Too Many Drakes Spoil the Ducks
The Muscovy ducks have been their usual fecund selves and one duck hatched off eight ducklings more or less unassisted in the hay shed, protected of course from the fox. Looking at the sizes of them I believe that at least five are drakes so it will be a full freezer this autumn. We take no pleasure in this actually and although Mick is an expert and quick duck dispatcher, it is not something we relish. It always seems such a shame but totally necessary. In all the books and articles I have written over the years I frequently rant about drakes. It’s not their fault but they are rampant and the ratio of ducks to drakes should be very low, ideally one drake to each group of ducks especially for the ultra virile light duck breeds such as runners. Call ducks tend to be more faithful and the larger ducks are less sexually active but even so attention must be paid to family groups and ensuring the drakes do not harass the females.
If you have more than one drake they do compete meaning that they force themselves on to the same duck several times. Drakes have penises and can and do injure the ducks internally causing death. They can also accidentally drown them by holding their heads below water. This does not happen at all if you have the right ratio of drakes to ducks. They will still have plenty of sex but it will be non competitive and the duck will normally be equally interested.
Some people have obviously solved their drake problem by dumping unwanted drakes on rivers and this is disastrous not only for the domestic drake who will normally be well out of his depth and will die pretty soon but if he survives, disastrous for the native duck population and that’s when you see cross bred ducks on rivers which is not good for anything.

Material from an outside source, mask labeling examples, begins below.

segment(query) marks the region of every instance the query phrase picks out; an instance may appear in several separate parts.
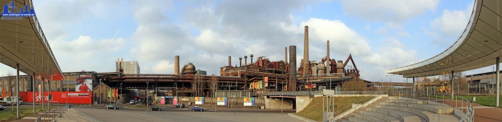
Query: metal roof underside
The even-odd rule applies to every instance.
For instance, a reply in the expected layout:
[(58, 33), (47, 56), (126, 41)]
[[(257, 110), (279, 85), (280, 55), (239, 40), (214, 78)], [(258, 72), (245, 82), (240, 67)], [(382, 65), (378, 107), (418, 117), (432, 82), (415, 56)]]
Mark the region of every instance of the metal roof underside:
[(426, 60), (388, 69), (403, 77), (425, 77), (459, 72), (495, 64), (502, 56), (502, 1), (477, 0), (465, 30), (444, 52)]
[[(0, 1), (0, 5), (11, 2)], [(33, 6), (30, 0), (16, 0), (14, 3), (17, 7), (24, 7), (25, 4)], [(3, 10), (0, 8), (0, 12)], [(19, 63), (20, 71), (30, 75), (35, 73), (46, 79), (63, 78), (60, 77), (62, 76), (61, 69), (36, 17), (0, 20), (0, 63), (15, 69)]]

I think the message is do not breed if you are not prepared to kill your surplus drakes (call it cull if it makes it sound better). Don’t try and off load them on someone else and think hard before you put them in a sale as their fate is almost certainly the freezer and it would be better for them to have gone there straight from your garden or yard without travelling and being in a strange environment before hand.
This is a good guide to humane slaughter of poultry for small producers http://www.hsa.org.uk/introduction-1/introduction-3
You can also join your local self sufficiency group or smallholding club who will normally have someone who can slaughter humanely.
The only other thing you can do if you really want to keep your drakes is pen them separately with plenty of space and water well away from the girls and they will normally live together fairly peacefully. If they fight then you will have to separate them further or remove the offender and deal with that one.
So you can see why I say, don’t breed unless you are prepared for dealing with the surplus drakes!